The Senate delivered a wartime rebuff to President Bush's domestic plans on Wednesday, approving a $2.2 trillion budget that provides less than half the $726 billion in tax cuts he wants to rally the listless economy.

The Republican-controlled chamber used a mostly party-line 56-44 roll call to approve the fiscal blueprint, which endorses just $350 billion of the president's planned tax cuts through 2013. That vote came after moderate GOP senators joined Democrats to fend off, by 52-48, a last-ditch Republican attempt to add $67 billion back to the tax reduction package.

The final say on the budget's tax-cutting figure will come when House-Senate bargainers work out a compromise tax-and-spending framework. The Republican-led House approved its own budget last week embracing Bush's entire $726 billion tax-cutting economic plan, and GOP leaders are sure to drive the tax figure in their compromise as high as they can.

Even so, the Senate budget was an unambiguous setback for Bush on one of the pillars of his domestic agenda. It also spotlights the limits on Bush's abilities to persuade lawmakers to support his policies at home, even though the war with Iraq has helped keep his popularity high.

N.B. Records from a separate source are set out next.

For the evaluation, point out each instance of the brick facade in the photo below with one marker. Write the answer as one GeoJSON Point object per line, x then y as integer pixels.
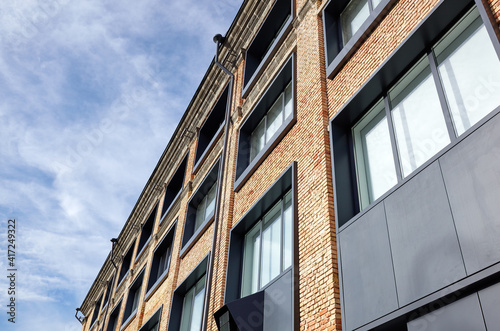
{"type": "Point", "coordinates": [307, 143]}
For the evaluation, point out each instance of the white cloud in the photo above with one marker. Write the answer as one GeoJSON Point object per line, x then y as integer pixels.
{"type": "Point", "coordinates": [90, 92]}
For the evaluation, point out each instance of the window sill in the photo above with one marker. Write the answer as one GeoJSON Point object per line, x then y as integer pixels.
{"type": "Point", "coordinates": [267, 58]}
{"type": "Point", "coordinates": [268, 148]}
{"type": "Point", "coordinates": [156, 285]}
{"type": "Point", "coordinates": [194, 238]}
{"type": "Point", "coordinates": [128, 320]}
{"type": "Point", "coordinates": [336, 64]}
{"type": "Point", "coordinates": [209, 148]}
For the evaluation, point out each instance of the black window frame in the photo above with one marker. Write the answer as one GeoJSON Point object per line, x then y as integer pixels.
{"type": "Point", "coordinates": [134, 291]}
{"type": "Point", "coordinates": [126, 260]}
{"type": "Point", "coordinates": [336, 53]}
{"type": "Point", "coordinates": [113, 317]}
{"type": "Point", "coordinates": [108, 292]}
{"type": "Point", "coordinates": [211, 130]}
{"type": "Point", "coordinates": [146, 233]}
{"type": "Point", "coordinates": [153, 320]}
{"type": "Point", "coordinates": [190, 235]}
{"type": "Point", "coordinates": [265, 43]}
{"type": "Point", "coordinates": [164, 246]}
{"type": "Point", "coordinates": [97, 311]}
{"type": "Point", "coordinates": [198, 273]}
{"type": "Point", "coordinates": [417, 45]}
{"type": "Point", "coordinates": [174, 188]}
{"type": "Point", "coordinates": [286, 182]}
{"type": "Point", "coordinates": [244, 167]}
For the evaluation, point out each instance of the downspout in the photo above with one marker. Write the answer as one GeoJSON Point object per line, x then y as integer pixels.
{"type": "Point", "coordinates": [219, 40]}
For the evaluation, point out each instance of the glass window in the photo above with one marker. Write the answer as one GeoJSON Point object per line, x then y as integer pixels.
{"type": "Point", "coordinates": [272, 121]}
{"type": "Point", "coordinates": [192, 308]}
{"type": "Point", "coordinates": [268, 247]}
{"type": "Point", "coordinates": [418, 118]}
{"type": "Point", "coordinates": [206, 207]}
{"type": "Point", "coordinates": [353, 16]}
{"type": "Point", "coordinates": [374, 156]}
{"type": "Point", "coordinates": [469, 69]}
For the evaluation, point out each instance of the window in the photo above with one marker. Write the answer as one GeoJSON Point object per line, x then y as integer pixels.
{"type": "Point", "coordinates": [192, 308]}
{"type": "Point", "coordinates": [113, 318]}
{"type": "Point", "coordinates": [346, 23]}
{"type": "Point", "coordinates": [147, 231]}
{"type": "Point", "coordinates": [266, 42]}
{"type": "Point", "coordinates": [400, 122]}
{"type": "Point", "coordinates": [461, 60]}
{"type": "Point", "coordinates": [126, 263]}
{"type": "Point", "coordinates": [188, 300]}
{"type": "Point", "coordinates": [96, 311]}
{"type": "Point", "coordinates": [153, 323]}
{"type": "Point", "coordinates": [201, 207]}
{"type": "Point", "coordinates": [261, 243]}
{"type": "Point", "coordinates": [174, 187]}
{"type": "Point", "coordinates": [133, 299]}
{"type": "Point", "coordinates": [161, 261]}
{"type": "Point", "coordinates": [108, 292]}
{"type": "Point", "coordinates": [211, 129]}
{"type": "Point", "coordinates": [268, 122]}
{"type": "Point", "coordinates": [268, 247]}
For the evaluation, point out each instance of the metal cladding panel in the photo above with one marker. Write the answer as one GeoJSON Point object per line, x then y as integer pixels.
{"type": "Point", "coordinates": [462, 315]}
{"type": "Point", "coordinates": [471, 173]}
{"type": "Point", "coordinates": [424, 242]}
{"type": "Point", "coordinates": [278, 304]}
{"type": "Point", "coordinates": [369, 288]}
{"type": "Point", "coordinates": [490, 302]}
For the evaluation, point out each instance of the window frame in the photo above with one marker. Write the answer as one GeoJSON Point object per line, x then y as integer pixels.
{"type": "Point", "coordinates": [172, 193]}
{"type": "Point", "coordinates": [135, 288]}
{"type": "Point", "coordinates": [167, 242]}
{"type": "Point", "coordinates": [153, 320]}
{"type": "Point", "coordinates": [149, 225]}
{"type": "Point", "coordinates": [286, 182]}
{"type": "Point", "coordinates": [244, 167]}
{"type": "Point", "coordinates": [416, 46]}
{"type": "Point", "coordinates": [97, 311]}
{"type": "Point", "coordinates": [219, 109]}
{"type": "Point", "coordinates": [176, 307]}
{"type": "Point", "coordinates": [337, 54]}
{"type": "Point", "coordinates": [115, 314]}
{"type": "Point", "coordinates": [126, 257]}
{"type": "Point", "coordinates": [254, 66]}
{"type": "Point", "coordinates": [190, 233]}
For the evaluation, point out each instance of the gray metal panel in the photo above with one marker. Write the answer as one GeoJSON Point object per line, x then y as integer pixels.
{"type": "Point", "coordinates": [278, 304]}
{"type": "Point", "coordinates": [471, 173]}
{"type": "Point", "coordinates": [462, 315]}
{"type": "Point", "coordinates": [368, 278]}
{"type": "Point", "coordinates": [423, 239]}
{"type": "Point", "coordinates": [490, 302]}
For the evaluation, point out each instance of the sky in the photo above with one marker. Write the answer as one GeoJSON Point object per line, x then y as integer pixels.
{"type": "Point", "coordinates": [90, 94]}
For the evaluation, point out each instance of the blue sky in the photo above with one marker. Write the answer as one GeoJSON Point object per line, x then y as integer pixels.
{"type": "Point", "coordinates": [90, 93]}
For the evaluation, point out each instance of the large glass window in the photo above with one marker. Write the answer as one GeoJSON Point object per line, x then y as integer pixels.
{"type": "Point", "coordinates": [456, 80]}
{"type": "Point", "coordinates": [161, 261]}
{"type": "Point", "coordinates": [271, 122]}
{"type": "Point", "coordinates": [192, 308]}
{"type": "Point", "coordinates": [268, 247]}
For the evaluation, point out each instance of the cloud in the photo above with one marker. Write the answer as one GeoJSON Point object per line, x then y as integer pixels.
{"type": "Point", "coordinates": [90, 92]}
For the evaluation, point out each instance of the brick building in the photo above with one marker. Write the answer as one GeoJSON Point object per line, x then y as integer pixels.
{"type": "Point", "coordinates": [338, 169]}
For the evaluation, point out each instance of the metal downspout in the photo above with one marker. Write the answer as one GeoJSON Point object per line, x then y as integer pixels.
{"type": "Point", "coordinates": [219, 40]}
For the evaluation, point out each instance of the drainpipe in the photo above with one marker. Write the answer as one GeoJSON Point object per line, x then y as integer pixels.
{"type": "Point", "coordinates": [114, 241]}
{"type": "Point", "coordinates": [219, 40]}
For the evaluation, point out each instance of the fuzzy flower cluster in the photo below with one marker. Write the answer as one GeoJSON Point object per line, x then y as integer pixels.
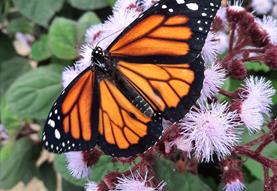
{"type": "Point", "coordinates": [256, 97]}
{"type": "Point", "coordinates": [263, 7]}
{"type": "Point", "coordinates": [211, 128]}
{"type": "Point", "coordinates": [132, 182]}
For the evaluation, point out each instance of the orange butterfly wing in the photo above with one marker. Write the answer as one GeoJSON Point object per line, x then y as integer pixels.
{"type": "Point", "coordinates": [70, 122]}
{"type": "Point", "coordinates": [123, 129]}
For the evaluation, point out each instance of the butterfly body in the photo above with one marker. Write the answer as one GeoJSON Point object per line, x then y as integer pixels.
{"type": "Point", "coordinates": [152, 71]}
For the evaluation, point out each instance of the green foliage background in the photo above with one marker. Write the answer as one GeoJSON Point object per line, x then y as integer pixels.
{"type": "Point", "coordinates": [27, 93]}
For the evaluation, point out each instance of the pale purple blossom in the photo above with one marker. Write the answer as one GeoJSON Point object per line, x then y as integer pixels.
{"type": "Point", "coordinates": [182, 143]}
{"type": "Point", "coordinates": [212, 129]}
{"type": "Point", "coordinates": [236, 185]}
{"type": "Point", "coordinates": [222, 14]}
{"type": "Point", "coordinates": [76, 165]}
{"type": "Point", "coordinates": [261, 6]}
{"type": "Point", "coordinates": [269, 24]}
{"type": "Point", "coordinates": [237, 6]}
{"type": "Point", "coordinates": [213, 81]}
{"type": "Point", "coordinates": [136, 183]}
{"type": "Point", "coordinates": [257, 100]}
{"type": "Point", "coordinates": [91, 186]}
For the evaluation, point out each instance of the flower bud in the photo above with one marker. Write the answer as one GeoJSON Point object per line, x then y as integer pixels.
{"type": "Point", "coordinates": [258, 35]}
{"type": "Point", "coordinates": [271, 56]}
{"type": "Point", "coordinates": [91, 157]}
{"type": "Point", "coordinates": [237, 69]}
{"type": "Point", "coordinates": [232, 175]}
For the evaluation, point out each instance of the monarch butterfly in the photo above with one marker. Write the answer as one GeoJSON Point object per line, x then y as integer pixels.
{"type": "Point", "coordinates": [152, 71]}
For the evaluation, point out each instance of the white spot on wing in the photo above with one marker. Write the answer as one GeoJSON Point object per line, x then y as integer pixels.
{"type": "Point", "coordinates": [51, 123]}
{"type": "Point", "coordinates": [193, 6]}
{"type": "Point", "coordinates": [180, 1]}
{"type": "Point", "coordinates": [57, 134]}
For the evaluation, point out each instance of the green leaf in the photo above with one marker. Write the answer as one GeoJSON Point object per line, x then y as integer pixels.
{"type": "Point", "coordinates": [32, 94]}
{"type": "Point", "coordinates": [39, 11]}
{"type": "Point", "coordinates": [9, 119]}
{"type": "Point", "coordinates": [6, 49]}
{"type": "Point", "coordinates": [60, 165]}
{"type": "Point", "coordinates": [257, 67]}
{"type": "Point", "coordinates": [6, 151]}
{"type": "Point", "coordinates": [21, 165]}
{"type": "Point", "coordinates": [63, 38]}
{"type": "Point", "coordinates": [10, 70]}
{"type": "Point", "coordinates": [176, 181]}
{"type": "Point", "coordinates": [88, 19]}
{"type": "Point", "coordinates": [270, 150]}
{"type": "Point", "coordinates": [256, 185]}
{"type": "Point", "coordinates": [20, 24]}
{"type": "Point", "coordinates": [48, 176]}
{"type": "Point", "coordinates": [67, 186]}
{"type": "Point", "coordinates": [88, 4]}
{"type": "Point", "coordinates": [40, 49]}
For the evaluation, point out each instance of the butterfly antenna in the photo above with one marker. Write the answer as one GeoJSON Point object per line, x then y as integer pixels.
{"type": "Point", "coordinates": [108, 36]}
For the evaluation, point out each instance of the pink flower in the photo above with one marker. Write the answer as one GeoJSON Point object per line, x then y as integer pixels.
{"type": "Point", "coordinates": [91, 186]}
{"type": "Point", "coordinates": [136, 183]}
{"type": "Point", "coordinates": [211, 129]}
{"type": "Point", "coordinates": [77, 165]}
{"type": "Point", "coordinates": [213, 81]}
{"type": "Point", "coordinates": [261, 6]}
{"type": "Point", "coordinates": [257, 100]}
{"type": "Point", "coordinates": [269, 24]}
{"type": "Point", "coordinates": [236, 185]}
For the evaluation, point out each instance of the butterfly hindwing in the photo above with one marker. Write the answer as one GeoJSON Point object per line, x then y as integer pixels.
{"type": "Point", "coordinates": [71, 121]}
{"type": "Point", "coordinates": [123, 129]}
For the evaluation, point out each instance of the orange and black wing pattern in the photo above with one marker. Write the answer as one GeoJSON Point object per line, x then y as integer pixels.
{"type": "Point", "coordinates": [123, 129]}
{"type": "Point", "coordinates": [159, 54]}
{"type": "Point", "coordinates": [169, 88]}
{"type": "Point", "coordinates": [172, 31]}
{"type": "Point", "coordinates": [71, 121]}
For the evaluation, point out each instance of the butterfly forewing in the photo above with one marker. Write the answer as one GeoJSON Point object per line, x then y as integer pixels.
{"type": "Point", "coordinates": [123, 129]}
{"type": "Point", "coordinates": [157, 59]}
{"type": "Point", "coordinates": [159, 54]}
{"type": "Point", "coordinates": [172, 31]}
{"type": "Point", "coordinates": [71, 121]}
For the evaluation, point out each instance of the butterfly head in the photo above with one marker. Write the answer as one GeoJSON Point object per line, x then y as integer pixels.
{"type": "Point", "coordinates": [97, 55]}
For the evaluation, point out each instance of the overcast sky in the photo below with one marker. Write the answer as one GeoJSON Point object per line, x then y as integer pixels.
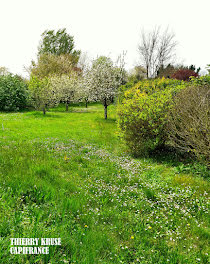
{"type": "Point", "coordinates": [103, 27]}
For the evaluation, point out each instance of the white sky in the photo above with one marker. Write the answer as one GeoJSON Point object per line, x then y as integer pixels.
{"type": "Point", "coordinates": [103, 27]}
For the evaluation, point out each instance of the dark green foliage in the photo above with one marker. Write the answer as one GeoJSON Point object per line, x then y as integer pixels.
{"type": "Point", "coordinates": [57, 43]}
{"type": "Point", "coordinates": [13, 93]}
{"type": "Point", "coordinates": [143, 114]}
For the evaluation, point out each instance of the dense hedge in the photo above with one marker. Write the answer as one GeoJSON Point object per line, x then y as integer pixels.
{"type": "Point", "coordinates": [166, 111]}
{"type": "Point", "coordinates": [143, 113]}
{"type": "Point", "coordinates": [188, 127]}
{"type": "Point", "coordinates": [13, 93]}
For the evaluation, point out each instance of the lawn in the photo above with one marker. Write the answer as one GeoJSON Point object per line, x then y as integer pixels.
{"type": "Point", "coordinates": [69, 176]}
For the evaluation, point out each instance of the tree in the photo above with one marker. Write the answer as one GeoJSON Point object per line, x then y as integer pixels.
{"type": "Point", "coordinates": [4, 71]}
{"type": "Point", "coordinates": [67, 87]}
{"type": "Point", "coordinates": [184, 74]}
{"type": "Point", "coordinates": [156, 49]}
{"type": "Point", "coordinates": [58, 43]}
{"type": "Point", "coordinates": [103, 80]}
{"type": "Point", "coordinates": [51, 64]}
{"type": "Point", "coordinates": [43, 94]}
{"type": "Point", "coordinates": [13, 93]}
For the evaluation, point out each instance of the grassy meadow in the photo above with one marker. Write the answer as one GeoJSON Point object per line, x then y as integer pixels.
{"type": "Point", "coordinates": [68, 175]}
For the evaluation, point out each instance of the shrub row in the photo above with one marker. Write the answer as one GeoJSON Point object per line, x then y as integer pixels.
{"type": "Point", "coordinates": [167, 112]}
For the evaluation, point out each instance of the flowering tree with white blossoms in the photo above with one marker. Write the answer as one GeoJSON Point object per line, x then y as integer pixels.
{"type": "Point", "coordinates": [102, 81]}
{"type": "Point", "coordinates": [68, 87]}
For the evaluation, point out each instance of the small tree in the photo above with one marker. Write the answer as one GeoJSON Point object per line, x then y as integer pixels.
{"type": "Point", "coordinates": [103, 80]}
{"type": "Point", "coordinates": [58, 43]}
{"type": "Point", "coordinates": [43, 95]}
{"type": "Point", "coordinates": [67, 87]}
{"type": "Point", "coordinates": [13, 93]}
{"type": "Point", "coordinates": [184, 74]}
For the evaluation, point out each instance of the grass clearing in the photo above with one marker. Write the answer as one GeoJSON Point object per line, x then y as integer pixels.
{"type": "Point", "coordinates": [67, 175]}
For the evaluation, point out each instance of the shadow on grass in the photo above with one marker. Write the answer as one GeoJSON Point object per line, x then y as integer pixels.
{"type": "Point", "coordinates": [183, 162]}
{"type": "Point", "coordinates": [41, 115]}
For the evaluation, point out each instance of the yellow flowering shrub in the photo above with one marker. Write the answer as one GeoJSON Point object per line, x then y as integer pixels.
{"type": "Point", "coordinates": [143, 113]}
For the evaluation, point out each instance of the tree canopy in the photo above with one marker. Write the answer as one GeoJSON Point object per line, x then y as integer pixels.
{"type": "Point", "coordinates": [57, 43]}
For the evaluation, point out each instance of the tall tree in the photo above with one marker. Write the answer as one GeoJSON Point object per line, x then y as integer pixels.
{"type": "Point", "coordinates": [156, 49]}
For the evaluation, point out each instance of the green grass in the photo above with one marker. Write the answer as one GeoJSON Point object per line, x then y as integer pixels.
{"type": "Point", "coordinates": [68, 175]}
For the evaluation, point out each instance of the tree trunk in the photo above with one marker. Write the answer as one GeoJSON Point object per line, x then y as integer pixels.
{"type": "Point", "coordinates": [105, 109]}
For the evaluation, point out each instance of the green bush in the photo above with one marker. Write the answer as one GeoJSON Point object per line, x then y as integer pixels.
{"type": "Point", "coordinates": [143, 113]}
{"type": "Point", "coordinates": [188, 125]}
{"type": "Point", "coordinates": [13, 93]}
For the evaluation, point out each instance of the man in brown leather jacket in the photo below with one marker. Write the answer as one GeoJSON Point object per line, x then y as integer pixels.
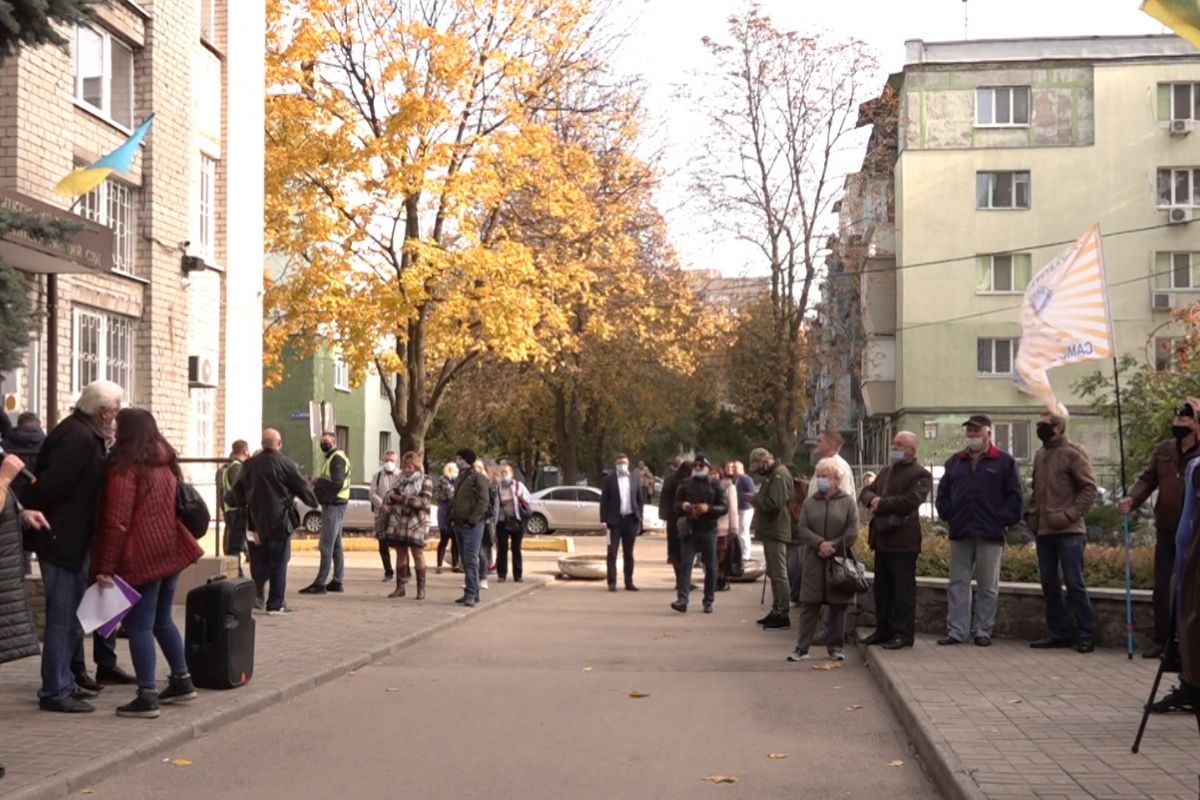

"There are just differences that on a bipartisan basis Congress has had with the administration" over taxes, the economy, environment and other issues," Senate Minority Leader Tom Daschle, D-S.D. told reporters before the vote. "I don't think, war or no war, those differences would be any differently reflected."

In a written statement, Bush said it was unfortunate that the Senate's tax number fell shy of his own.

"We will work to ensure that the final House-Senate budget provides the growth measures American workers deserve," he said.

"The growth package is not what I want," said Senate Budget Committee Chairman Don Nickles, R-Okla. "I think it's about half a loaf. That's better than none."

The votes came as Congress begins considering Bush's $74.7 billion proposal to pay for the war with Iraq and other costs of the U.S. drive against terrorism at home and abroad. Members of both parties have said a concern about the war's price tag -- and the potentially expensive American role in a postwar Iraq -- has helped soften support for Bush's entire tax plan.

Bush's economic package was dominated by his proposal to eliminate the taxes stockholders pay on corporate dividends, which lawmakers say is now in trouble. It would also accelerate income tax reductions already scheduled to take effect and enhance some write-offs for businesses.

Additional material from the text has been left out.